Based on the application and hardware inventory, each reconnaissance activity is mapped to different families and versions of hardware and applications to facilitate identification of patterns and/or trends of reconnaissance and attack activity happening against different families and versions of hardware and applications. The monitoring policies are updated to different edge monitoring modules 130/530/830 based on the mapping. The backend learning layer 596 identifies missed reconnaissance activity from periodic application logs received from edge monitoring modules 130/530/830 and updates the respective monitoring policies based on the identified missed reconnaissance activity.

According to one or more embodiments, the database 137, database 584, EM module database 594, CDN database 595, knowledge lake 597 and other data repositories or databases referred to herein can be configured according to a relational database management system (RDBMS) (e.g., PostgreSQL). In some embodiments, the database 137 and other data repositories or databases referred to herein are implemented using one or more storage systems or devices associated with the datacenter 110. In some embodiments, one or more of the storage systems utilized to implement the database 137, database 584, EM module database 594, CDN database 595, knowledge lake 597 and other data repositories or databases referred to herein comprise a scale-out all-flash content addressable storage array or other type of storage array.

The term “storage system” as used herein is therefore intended to be broadly construed, and should not be viewed as being limited to content addressable storage systems or flash-based storage systems.
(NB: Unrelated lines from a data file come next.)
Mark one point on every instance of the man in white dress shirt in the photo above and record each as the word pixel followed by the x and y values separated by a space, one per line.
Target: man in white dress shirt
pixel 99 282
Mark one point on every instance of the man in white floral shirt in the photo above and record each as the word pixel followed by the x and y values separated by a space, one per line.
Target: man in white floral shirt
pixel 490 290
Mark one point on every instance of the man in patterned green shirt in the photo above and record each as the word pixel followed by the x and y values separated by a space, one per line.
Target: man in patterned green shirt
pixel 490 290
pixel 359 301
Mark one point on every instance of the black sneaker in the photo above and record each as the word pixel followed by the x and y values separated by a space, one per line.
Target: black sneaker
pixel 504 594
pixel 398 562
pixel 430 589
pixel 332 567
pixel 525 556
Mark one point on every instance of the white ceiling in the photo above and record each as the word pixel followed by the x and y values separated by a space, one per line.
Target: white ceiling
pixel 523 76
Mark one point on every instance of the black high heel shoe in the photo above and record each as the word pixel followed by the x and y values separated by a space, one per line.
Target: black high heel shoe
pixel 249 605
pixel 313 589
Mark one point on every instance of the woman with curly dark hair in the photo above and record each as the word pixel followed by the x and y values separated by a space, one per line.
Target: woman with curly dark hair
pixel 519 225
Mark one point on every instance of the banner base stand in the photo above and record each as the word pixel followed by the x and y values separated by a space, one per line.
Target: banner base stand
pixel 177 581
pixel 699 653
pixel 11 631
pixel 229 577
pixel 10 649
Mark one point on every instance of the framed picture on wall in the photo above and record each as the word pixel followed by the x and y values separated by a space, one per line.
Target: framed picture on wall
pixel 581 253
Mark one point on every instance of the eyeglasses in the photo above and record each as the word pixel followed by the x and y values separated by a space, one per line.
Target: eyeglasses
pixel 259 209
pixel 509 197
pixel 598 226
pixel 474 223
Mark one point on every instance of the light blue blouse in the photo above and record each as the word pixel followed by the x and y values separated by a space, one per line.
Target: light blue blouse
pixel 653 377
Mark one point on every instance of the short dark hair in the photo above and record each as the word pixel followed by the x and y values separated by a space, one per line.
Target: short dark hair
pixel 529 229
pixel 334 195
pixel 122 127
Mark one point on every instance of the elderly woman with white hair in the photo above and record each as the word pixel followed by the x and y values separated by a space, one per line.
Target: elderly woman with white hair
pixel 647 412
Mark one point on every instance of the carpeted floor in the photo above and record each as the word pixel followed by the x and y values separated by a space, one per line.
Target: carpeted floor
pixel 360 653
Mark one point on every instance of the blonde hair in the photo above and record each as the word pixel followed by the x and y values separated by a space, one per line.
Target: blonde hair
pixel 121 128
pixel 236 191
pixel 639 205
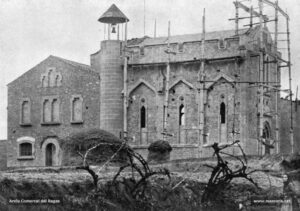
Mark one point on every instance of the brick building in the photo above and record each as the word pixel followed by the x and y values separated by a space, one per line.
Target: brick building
pixel 58 96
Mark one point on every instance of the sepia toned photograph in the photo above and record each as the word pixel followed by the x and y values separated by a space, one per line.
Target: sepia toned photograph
pixel 148 105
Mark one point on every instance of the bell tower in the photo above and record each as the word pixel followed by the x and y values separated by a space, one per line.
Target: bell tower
pixel 108 61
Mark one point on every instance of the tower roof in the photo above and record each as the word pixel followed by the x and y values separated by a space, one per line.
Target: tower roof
pixel 113 15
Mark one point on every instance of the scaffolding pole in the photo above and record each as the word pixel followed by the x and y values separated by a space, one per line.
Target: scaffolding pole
pixel 201 78
pixel 261 72
pixel 125 81
pixel 236 18
pixel 277 79
pixel 290 83
pixel 166 103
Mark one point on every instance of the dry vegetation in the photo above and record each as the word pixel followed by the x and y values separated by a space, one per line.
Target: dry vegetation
pixel 127 182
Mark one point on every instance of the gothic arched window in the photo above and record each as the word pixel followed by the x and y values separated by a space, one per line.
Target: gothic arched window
pixel 181 115
pixel 25 149
pixel 55 110
pixel 223 113
pixel 143 117
pixel 76 109
pixel 25 112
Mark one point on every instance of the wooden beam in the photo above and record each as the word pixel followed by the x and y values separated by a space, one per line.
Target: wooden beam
pixel 247 9
pixel 274 5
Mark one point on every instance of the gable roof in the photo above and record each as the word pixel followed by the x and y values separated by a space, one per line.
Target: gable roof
pixel 113 15
pixel 78 66
pixel 75 64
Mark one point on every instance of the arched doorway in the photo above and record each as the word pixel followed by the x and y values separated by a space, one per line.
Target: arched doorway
pixel 267 136
pixel 50 153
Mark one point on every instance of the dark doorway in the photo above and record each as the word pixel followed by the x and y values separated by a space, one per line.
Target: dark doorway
pixel 267 136
pixel 50 151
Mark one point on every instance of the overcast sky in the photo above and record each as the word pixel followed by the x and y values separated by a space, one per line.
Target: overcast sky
pixel 31 30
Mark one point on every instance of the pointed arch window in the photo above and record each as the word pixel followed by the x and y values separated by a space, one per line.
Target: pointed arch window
pixel 46 111
pixel 50 110
pixel 143 117
pixel 76 109
pixel 55 111
pixel 223 113
pixel 25 148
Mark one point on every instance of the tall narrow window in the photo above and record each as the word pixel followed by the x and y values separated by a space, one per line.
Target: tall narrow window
pixel 25 112
pixel 180 47
pixel 181 115
pixel 223 113
pixel 25 149
pixel 142 50
pixel 55 111
pixel 46 111
pixel 222 44
pixel 57 82
pixel 44 81
pixel 76 109
pixel 143 117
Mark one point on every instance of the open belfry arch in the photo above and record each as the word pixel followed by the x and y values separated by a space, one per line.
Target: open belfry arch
pixel 214 82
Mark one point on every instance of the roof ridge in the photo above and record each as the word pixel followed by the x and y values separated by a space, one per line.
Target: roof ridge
pixel 71 62
pixel 227 30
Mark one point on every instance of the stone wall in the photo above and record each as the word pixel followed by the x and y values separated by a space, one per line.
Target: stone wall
pixel 285 124
pixel 76 81
pixel 3 161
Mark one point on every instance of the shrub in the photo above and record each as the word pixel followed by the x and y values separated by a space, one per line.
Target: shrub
pixel 77 144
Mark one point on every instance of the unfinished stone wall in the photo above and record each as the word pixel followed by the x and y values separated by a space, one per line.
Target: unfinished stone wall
pixel 3 160
pixel 285 124
pixel 76 81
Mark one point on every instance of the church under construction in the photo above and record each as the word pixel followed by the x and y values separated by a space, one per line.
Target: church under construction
pixel 191 90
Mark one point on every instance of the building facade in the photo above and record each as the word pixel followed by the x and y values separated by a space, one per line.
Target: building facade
pixel 58 97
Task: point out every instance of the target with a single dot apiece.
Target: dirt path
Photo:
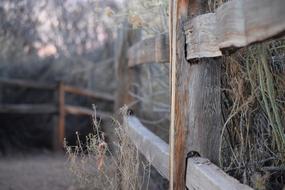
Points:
(35, 172)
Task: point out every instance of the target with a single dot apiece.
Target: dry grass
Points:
(253, 143)
(96, 167)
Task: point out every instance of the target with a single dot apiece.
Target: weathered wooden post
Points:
(195, 96)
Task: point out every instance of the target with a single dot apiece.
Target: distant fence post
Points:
(60, 130)
(195, 97)
(126, 37)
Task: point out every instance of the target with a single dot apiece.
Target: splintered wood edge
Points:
(235, 24)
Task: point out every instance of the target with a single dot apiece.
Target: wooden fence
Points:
(194, 45)
(57, 107)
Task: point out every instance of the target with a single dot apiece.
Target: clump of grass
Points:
(252, 147)
(96, 167)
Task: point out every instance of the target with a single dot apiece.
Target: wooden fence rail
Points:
(58, 108)
(200, 173)
(195, 34)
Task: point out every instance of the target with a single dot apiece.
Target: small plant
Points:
(96, 167)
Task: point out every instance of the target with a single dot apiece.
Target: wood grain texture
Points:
(195, 111)
(155, 150)
(201, 174)
(205, 121)
(179, 94)
(235, 24)
(150, 50)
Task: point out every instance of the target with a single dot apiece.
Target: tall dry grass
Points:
(94, 166)
(252, 145)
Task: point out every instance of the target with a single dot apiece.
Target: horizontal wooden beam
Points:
(28, 108)
(235, 24)
(150, 145)
(88, 93)
(76, 110)
(201, 173)
(27, 84)
(150, 50)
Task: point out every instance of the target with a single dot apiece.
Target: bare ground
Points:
(35, 172)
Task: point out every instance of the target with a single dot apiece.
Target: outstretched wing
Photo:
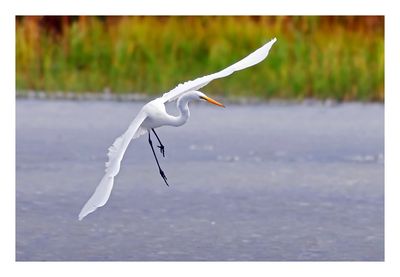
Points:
(254, 58)
(115, 155)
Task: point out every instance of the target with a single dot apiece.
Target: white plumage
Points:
(153, 115)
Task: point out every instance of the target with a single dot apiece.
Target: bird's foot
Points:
(164, 177)
(162, 149)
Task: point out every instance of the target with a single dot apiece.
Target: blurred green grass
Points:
(315, 57)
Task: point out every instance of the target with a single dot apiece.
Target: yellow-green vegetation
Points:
(314, 57)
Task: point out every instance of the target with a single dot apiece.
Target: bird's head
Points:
(198, 95)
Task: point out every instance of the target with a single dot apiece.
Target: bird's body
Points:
(154, 115)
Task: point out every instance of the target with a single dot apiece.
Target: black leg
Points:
(161, 146)
(159, 168)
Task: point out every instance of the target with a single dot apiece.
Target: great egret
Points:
(154, 115)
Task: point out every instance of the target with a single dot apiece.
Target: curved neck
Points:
(183, 108)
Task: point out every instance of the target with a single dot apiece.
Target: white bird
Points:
(154, 115)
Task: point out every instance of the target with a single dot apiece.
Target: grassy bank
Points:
(317, 57)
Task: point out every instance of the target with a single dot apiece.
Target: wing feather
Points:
(115, 154)
(254, 58)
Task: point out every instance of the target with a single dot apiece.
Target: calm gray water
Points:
(252, 183)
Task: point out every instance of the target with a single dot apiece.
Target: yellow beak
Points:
(212, 101)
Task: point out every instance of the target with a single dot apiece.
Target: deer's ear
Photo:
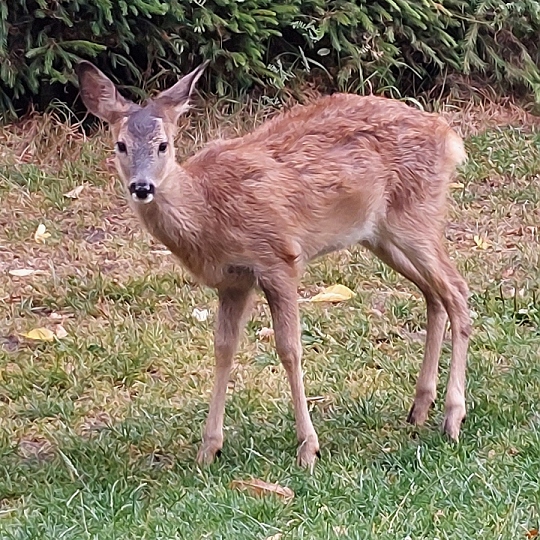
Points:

A given storage system as the term is broadly used herein can comprise, for example, network-attached storage (NAS), storage area networks (SANs), direct-attached storage (DAS) and distributed DAS, as well as combinations of these and other storage types, including software-defined storage.

Other particular types of storage products that can be used in implementing storage systems in illustrative embodiments include all-flash and hybrid flash storage arrays, software-defined storage products, cloud storage products, object-based storage products, and scale-out NAS clusters. Combinations of multiple ones of these and other storage products can also be used in implementing a given storage system in an illustrative embodiment.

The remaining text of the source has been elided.